Computing the approximate population of a bloom filter

Question

Given a bloom filter of size N-bits and K hash functions, of which M-bits (where M <= N) of the filter are set.

Is it possible to approximate the number of elements inserted into the bloom filter?

Simple Example

I've been mulling over the following example, assuming a BF of 100-bits and 5 hash functions where 10-bits are set...

Best case scenario: Assuming the hash functions are really perfect and uniquely map a bit for some X number of values, then given 10-bits have been set we can say that there has only been 2 elements inserted into the BF

Worst case scenario: Assuming the hash functions are bad and consistently map to the same bit (yet unique amongst each other), then we can say 10 elements have been inserted into the BF

The range seems to be [2,10] where abouts in this range is probably determined by the false-positive probability of filter - I'm stuck at this point.

Answer 1

This question worries me a bit because there are better algorithms for approximately counting the number of distinct elements with small amounts of storage.

Nevertheless, if we must use a Bloom filter, let's assume that the hash functions are random oracles (all values chosen independently, or "really perfect", not to be confused with perfect hashing). Now we have a balls and bins problem: given that M of N bins have balls in them, how many balls did we throw? Let B be the number of balls thrown; the number of items is B/K, since for each item we throw K balls.

The standard approximation for balls and bins processes is to model each bin as an independent Poisson process; the time before a bin becomes occupied is exponentially distributed. Letting 1 be the time it takes to throw all of the balls, the maximum likelihood estimate λ of the rate of this exponential distribution satisfies Pr(Exponential[λ] < 1) = M/N, so 1 - exp(-λ) = M/N and λ = -log(1 - M/N). The parameter λ is akin to the number of balls, so the estimate for the number of items is B ≈ -N log(1 - M/N)/K.

EDIT: There are N bins, so we need to multiply by N.

Answer 2

The entry at Wikipedia gives you a formula for the probability of any particular bit being set, assuming that the hash functions make everything random. This is 1 - (1-1/m)^kn. Since there are m bits in the filter, this means that the expected/mean number of bits set will be m(1-(1-1/m)^kn).
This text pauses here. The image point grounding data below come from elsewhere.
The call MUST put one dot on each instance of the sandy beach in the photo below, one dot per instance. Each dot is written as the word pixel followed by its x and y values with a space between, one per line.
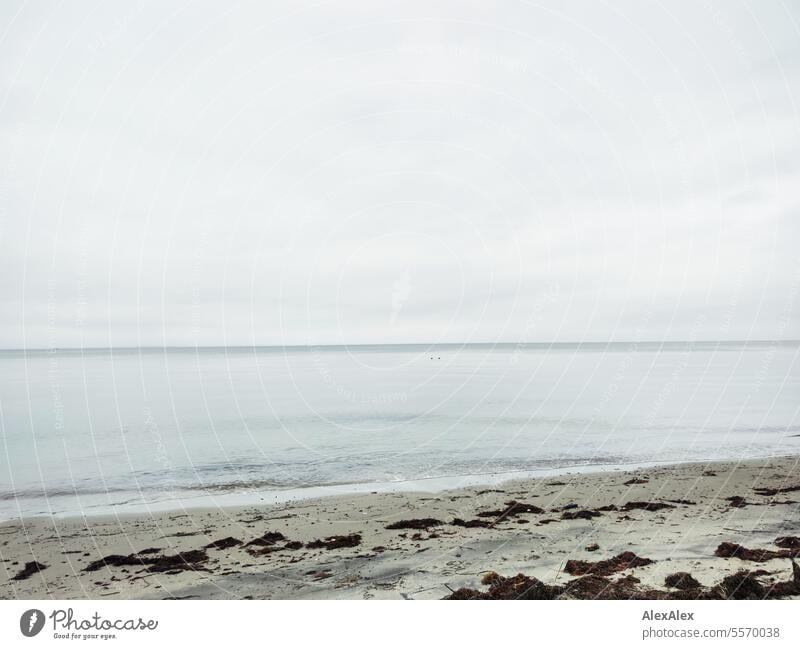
pixel 641 526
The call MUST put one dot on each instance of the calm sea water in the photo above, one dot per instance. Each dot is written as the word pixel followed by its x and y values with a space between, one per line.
pixel 89 429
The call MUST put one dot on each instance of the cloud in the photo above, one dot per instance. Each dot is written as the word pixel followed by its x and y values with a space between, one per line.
pixel 265 175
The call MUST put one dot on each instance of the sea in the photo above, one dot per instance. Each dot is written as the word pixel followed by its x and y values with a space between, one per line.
pixel 115 431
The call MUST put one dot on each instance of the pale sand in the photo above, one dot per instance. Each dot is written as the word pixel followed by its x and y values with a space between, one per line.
pixel 682 538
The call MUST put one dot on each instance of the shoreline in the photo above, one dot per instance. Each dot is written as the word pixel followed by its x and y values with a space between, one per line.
pixel 343 545
pixel 185 500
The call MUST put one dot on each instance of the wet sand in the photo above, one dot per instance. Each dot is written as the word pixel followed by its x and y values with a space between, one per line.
pixel 340 547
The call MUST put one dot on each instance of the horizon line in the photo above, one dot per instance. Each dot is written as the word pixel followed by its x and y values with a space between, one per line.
pixel 425 344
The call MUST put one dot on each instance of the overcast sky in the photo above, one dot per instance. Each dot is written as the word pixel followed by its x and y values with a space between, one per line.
pixel 213 173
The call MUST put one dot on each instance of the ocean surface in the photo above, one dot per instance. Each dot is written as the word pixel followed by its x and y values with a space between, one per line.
pixel 99 430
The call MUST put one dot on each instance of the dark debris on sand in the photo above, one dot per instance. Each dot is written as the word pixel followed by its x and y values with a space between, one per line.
pixel 31 568
pixel 414 524
pixel 791 542
pixel 512 509
pixel 585 514
pixel 734 550
pixel 336 542
pixel 606 567
pixel 737 501
pixel 741 585
pixel 647 506
pixel 475 522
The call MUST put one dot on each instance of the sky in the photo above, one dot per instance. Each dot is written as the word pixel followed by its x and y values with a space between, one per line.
pixel 292 173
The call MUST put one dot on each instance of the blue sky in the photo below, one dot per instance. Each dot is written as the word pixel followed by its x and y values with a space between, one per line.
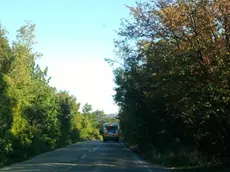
pixel 74 37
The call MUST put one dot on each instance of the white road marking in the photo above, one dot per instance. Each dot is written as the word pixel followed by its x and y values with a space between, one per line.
pixel 83 157
pixel 96 148
pixel 138 160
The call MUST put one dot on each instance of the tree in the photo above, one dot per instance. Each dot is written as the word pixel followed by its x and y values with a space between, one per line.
pixel 174 70
pixel 87 108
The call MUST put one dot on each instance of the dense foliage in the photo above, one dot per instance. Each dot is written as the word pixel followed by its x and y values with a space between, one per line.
pixel 173 82
pixel 35 117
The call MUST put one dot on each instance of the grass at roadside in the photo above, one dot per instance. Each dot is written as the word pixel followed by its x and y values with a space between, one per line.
pixel 183 160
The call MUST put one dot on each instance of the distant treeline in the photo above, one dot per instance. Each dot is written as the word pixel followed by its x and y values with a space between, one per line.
pixel 35 117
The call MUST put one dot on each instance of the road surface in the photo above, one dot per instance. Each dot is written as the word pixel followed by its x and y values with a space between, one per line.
pixel 89 156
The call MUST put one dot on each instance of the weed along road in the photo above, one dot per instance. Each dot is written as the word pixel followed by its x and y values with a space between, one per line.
pixel 89 156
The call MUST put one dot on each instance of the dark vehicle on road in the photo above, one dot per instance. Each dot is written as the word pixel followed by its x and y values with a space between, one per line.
pixel 111 131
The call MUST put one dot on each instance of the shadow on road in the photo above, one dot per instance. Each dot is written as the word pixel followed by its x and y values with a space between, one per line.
pixel 109 156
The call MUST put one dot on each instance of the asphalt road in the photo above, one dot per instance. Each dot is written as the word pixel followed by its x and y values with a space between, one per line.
pixel 90 156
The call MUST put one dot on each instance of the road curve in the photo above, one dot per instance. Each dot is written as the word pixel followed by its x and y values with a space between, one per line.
pixel 89 156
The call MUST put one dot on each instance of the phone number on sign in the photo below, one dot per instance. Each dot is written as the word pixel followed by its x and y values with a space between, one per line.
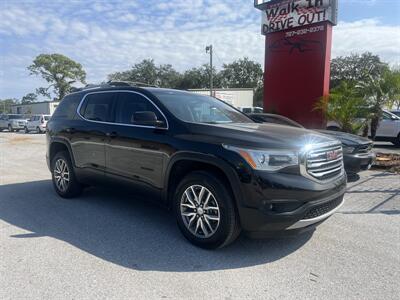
pixel 305 31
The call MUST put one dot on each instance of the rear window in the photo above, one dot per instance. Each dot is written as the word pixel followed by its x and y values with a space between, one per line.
pixel 67 107
pixel 15 117
pixel 98 107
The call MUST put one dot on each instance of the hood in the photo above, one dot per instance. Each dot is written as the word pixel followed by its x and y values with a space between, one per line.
pixel 257 135
pixel 346 138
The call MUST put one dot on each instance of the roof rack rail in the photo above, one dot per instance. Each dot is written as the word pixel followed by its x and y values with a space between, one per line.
pixel 130 83
pixel 112 84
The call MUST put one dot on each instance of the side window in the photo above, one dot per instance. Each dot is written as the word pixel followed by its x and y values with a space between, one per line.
pixel 67 107
pixel 98 107
pixel 131 103
pixel 386 116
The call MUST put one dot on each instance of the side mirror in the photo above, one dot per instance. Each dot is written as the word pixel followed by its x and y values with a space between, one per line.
pixel 146 118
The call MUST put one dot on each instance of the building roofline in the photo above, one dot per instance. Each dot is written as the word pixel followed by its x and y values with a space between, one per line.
pixel 33 103
pixel 228 89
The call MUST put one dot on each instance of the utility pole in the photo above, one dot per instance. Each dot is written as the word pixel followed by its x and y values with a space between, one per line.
pixel 209 50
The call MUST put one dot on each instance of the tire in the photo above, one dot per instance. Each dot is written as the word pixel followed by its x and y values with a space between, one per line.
pixel 219 233
pixel 396 142
pixel 61 166
pixel 333 128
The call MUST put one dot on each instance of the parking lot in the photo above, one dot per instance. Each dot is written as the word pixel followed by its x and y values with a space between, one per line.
pixel 112 245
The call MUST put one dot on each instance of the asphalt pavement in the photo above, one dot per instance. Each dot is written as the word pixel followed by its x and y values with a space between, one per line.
pixel 109 244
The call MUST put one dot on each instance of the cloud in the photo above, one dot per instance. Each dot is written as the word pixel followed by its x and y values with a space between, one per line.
pixel 367 35
pixel 107 37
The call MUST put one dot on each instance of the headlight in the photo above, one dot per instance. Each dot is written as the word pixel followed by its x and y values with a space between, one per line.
pixel 348 150
pixel 267 160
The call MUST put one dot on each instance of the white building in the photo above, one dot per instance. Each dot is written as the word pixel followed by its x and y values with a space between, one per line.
pixel 235 97
pixel 35 108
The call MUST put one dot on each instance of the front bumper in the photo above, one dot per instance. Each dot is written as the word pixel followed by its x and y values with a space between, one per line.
pixel 355 163
pixel 18 125
pixel 282 203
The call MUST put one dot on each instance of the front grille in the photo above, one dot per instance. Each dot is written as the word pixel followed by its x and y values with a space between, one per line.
pixel 325 162
pixel 323 209
pixel 364 149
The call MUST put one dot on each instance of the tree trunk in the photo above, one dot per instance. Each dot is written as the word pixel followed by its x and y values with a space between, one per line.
pixel 366 130
pixel 374 126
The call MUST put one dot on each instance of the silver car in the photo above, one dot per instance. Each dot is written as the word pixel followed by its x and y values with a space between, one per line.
pixel 13 122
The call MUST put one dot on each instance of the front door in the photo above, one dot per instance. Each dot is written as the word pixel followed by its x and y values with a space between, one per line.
pixel 387 126
pixel 133 151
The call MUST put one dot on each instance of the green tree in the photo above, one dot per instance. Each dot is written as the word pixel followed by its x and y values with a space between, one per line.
pixel 29 98
pixel 394 102
pixel 199 78
pixel 59 71
pixel 242 73
pixel 356 68
pixel 5 105
pixel 344 105
pixel 378 92
pixel 147 72
pixel 258 99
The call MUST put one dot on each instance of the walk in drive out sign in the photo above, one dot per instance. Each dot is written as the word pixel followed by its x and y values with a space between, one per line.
pixel 287 14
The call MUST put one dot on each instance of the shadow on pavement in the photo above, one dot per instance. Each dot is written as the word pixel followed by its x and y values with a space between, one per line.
pixel 126 231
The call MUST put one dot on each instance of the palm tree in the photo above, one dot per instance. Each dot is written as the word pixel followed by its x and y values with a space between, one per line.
pixel 378 91
pixel 344 105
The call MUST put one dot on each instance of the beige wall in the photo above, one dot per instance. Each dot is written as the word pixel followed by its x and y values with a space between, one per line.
pixel 46 108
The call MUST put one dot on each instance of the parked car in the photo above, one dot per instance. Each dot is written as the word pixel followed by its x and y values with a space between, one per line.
pixel 396 112
pixel 37 123
pixel 388 130
pixel 358 154
pixel 250 109
pixel 218 170
pixel 12 122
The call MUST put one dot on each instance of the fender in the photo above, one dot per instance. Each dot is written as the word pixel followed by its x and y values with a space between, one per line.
pixel 65 142
pixel 208 159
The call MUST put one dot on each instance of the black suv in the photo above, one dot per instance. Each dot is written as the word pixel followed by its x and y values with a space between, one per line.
pixel 217 169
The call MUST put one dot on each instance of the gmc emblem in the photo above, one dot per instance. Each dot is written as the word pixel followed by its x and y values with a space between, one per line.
pixel 332 155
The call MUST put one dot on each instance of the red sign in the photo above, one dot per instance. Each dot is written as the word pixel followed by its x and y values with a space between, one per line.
pixel 289 14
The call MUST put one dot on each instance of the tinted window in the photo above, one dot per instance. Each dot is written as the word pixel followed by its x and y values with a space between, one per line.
pixel 247 110
pixel 129 104
pixel 15 117
pixel 98 107
pixel 67 107
pixel 195 108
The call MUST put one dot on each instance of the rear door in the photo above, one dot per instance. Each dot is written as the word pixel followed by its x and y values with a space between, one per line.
pixel 387 126
pixel 88 136
pixel 134 152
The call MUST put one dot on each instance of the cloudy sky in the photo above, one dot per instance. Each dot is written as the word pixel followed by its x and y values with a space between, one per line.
pixel 109 35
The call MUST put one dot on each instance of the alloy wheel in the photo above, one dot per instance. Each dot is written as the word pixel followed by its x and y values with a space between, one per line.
pixel 61 175
pixel 200 211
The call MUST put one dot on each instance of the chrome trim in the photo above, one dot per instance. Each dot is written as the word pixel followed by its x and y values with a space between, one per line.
pixel 308 222
pixel 121 124
pixel 318 150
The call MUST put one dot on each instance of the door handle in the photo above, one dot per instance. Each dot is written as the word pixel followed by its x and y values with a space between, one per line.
pixel 112 134
pixel 70 130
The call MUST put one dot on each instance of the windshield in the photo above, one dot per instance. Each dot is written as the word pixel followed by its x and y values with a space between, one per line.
pixel 190 107
pixel 16 117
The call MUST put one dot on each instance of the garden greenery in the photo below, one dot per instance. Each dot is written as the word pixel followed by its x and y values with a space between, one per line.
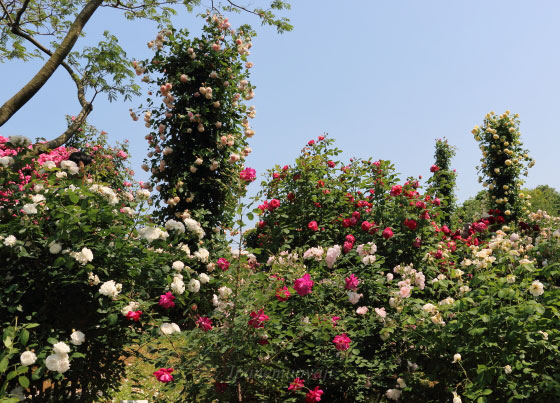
pixel 353 285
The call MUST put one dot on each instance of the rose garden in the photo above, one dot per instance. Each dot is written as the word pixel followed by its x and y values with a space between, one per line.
pixel 338 282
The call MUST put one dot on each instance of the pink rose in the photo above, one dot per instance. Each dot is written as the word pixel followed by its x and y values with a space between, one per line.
pixel 387 233
pixel 297 384
pixel 342 342
pixel 303 285
pixel 166 300
pixel 204 323
pixel 257 319
pixel 352 282
pixel 223 263
pixel 314 395
pixel 134 315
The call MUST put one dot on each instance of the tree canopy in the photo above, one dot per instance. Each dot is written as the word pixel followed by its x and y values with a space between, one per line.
pixel 104 68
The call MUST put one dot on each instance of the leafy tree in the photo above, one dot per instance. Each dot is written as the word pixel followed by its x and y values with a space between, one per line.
pixel 442 183
pixel 544 198
pixel 104 68
pixel 504 161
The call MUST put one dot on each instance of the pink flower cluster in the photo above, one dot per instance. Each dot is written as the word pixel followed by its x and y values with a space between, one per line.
pixel 223 263
pixel 342 342
pixel 164 375
pixel 258 318
pixel 248 175
pixel 303 285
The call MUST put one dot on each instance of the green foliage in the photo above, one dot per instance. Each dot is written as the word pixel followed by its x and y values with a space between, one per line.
pixel 544 198
pixel 199 133
pixel 443 181
pixel 503 159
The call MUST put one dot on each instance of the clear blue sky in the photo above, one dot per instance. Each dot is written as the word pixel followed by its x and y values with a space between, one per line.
pixel 384 78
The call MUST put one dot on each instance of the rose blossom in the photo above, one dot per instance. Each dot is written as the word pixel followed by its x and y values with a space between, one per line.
pixel 303 285
pixel 166 300
pixel 342 342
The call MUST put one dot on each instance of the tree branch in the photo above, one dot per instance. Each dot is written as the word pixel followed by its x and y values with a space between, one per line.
pixel 20 13
pixel 15 103
pixel 81 91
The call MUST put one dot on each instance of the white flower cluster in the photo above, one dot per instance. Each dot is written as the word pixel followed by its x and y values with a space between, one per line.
pixel 70 166
pixel 10 240
pixel 332 254
pixel 367 252
pixel 169 328
pixel 194 226
pixel 202 255
pixel 221 302
pixel 172 225
pixel 84 256
pixel 314 253
pixel 59 361
pixel 110 288
pixel 150 234
pixel 284 257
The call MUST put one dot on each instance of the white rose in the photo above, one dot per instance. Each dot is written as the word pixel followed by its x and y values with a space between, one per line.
pixel 61 348
pixel 536 288
pixel 77 338
pixel 55 248
pixel 178 285
pixel 28 358
pixel 58 363
pixel 204 278
pixel 10 240
pixel 169 328
pixel 178 265
pixel 110 288
pixel 194 285
pixel 30 208
pixel 49 165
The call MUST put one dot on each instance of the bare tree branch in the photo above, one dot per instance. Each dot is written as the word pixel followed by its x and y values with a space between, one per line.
pixel 20 13
pixel 15 103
So you could come up with a reasonably plausible guess for n by choosing the n that makes this equal to the number of bits actually set.

To get and idea of how accurate such a guess is likely to be, it would be nice to have an idea of the variance of the number of bits set. You can work this out exactly, but it is something of a pain in the neck. You can use the fact that Var(X) = E(X^2) - E(X)^2. In this case, E(X^2) depends mostly on the probability that pairs of bits will both be set, and you can work this out by considering the probability of statements like "bit 0 is set and bit 1 is clear and all the other bits are clear" and "bit 0 is clear" and "all bits except for 0 and 1 are clear".